L’objectif c’est de faire un meilleur tournoi que l’année dernière. On avait perdu en Irlande et vraiment pris un coup sur la tête. Et pourquoi pas aussi gagner ces Anglaises car on a une revanche à prendre sur la demi-finale de la coupe du Monde. On veut aller le plus loin possible et préparer le groupe à de grosses échéances qui arriveront plus tard. On travaille dans ce sens car on est après une coupe du Monde. Il faut bosser, voir des joueuses, faire une revue d’effectif, préparer un groupe en somme.

Justement après la coupe du Monde, que retenez-vous de la compétition ?

Je retiens que l’on n’est pas passées très loin. En demi-finale, on arrive à faire égalité à la mi-temps contre une équipe professionnelle. On s’entraîne comme des professionnelles mais on est toutes amatrices. Donc c’est que l’on n’est pas passées loin au final. Il nous faut encore du temps pour travailler. Si on veut gagner des gros titres, il va falloir se mettre au niveau des grosses nations. On a vu la finale des Blacks contre les Anglaises qui était très très engagés. C’était vraiment une très belle finale où cela se rendait coup pour coup. Est-ce que nous on aurait été invitées à cette finale ? Je ne sais pas quand je vois le niveau atteint. Après c’est une finale donc tout peut arriver. La Fédération commence à mettre des moyens dans le rugby féminin. On a des jeunes qui jouent dans les écoles de rugby depuis toute petite, qui ont vraiment du rugby et qui peuvent gagner des titres. Il faut mettre les choses en place pour que l’on évolue plus vite et que l’on puisse jouer ensemble plus souvent pour gagner des gros titres.

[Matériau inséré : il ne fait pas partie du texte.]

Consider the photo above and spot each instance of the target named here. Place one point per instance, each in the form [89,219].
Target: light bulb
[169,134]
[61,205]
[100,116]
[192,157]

Une expérience comme celle de Gaëlle Mignot qui joue cette année en Angleterre, cela vous tente ?

Je n’y ai jamais pensé parce que je joue à Montpellier depuis de nombreuses années et j’y suis très bien. Je suis très famille et j’aurais peut être du mal à être loin de mes proches. Mais c’est une super expérience et c’est vrai que c’est tentant. Pour Gaëlle c’est une super expérience au niveau joueuse mais aussi car elle a le projet d’entraîner à haut niveau. Je pense qu’elle va prendre pas mal d’expérience là bas. Elle va pouvoir travailler avec des gens professionnels, apprendre l’anglais et des techniques qui pourront être reproduites en France.

Quels sont vos objectifs cette saison avec Montpellier ?

On fait pour l’instant un très beau début de saison. On est invaincues. On a été gagner au Stade Toulousain il y a quinze jours. On a eu beaucoup de nouvelles donc l’objectif au début était de pouvoir recréer un groupe et une équipe. Match après match on voit que l’on gagne, on emmagasine de la confiance. On est bien ensemble, on vit bien ensemble, on s’entend super bien. Cela fait sept ans que je suis à Montpellier et j’ai la chance d’avoir joué sept finales donc en jouer une huitième cette année ce serait super. Mais une saison est longue et il peut se passer plein de choses encore. L’année dernière on est championnes alors qu’on fait un début de saison catastrophique donc au final aucune saison ne se ressemble.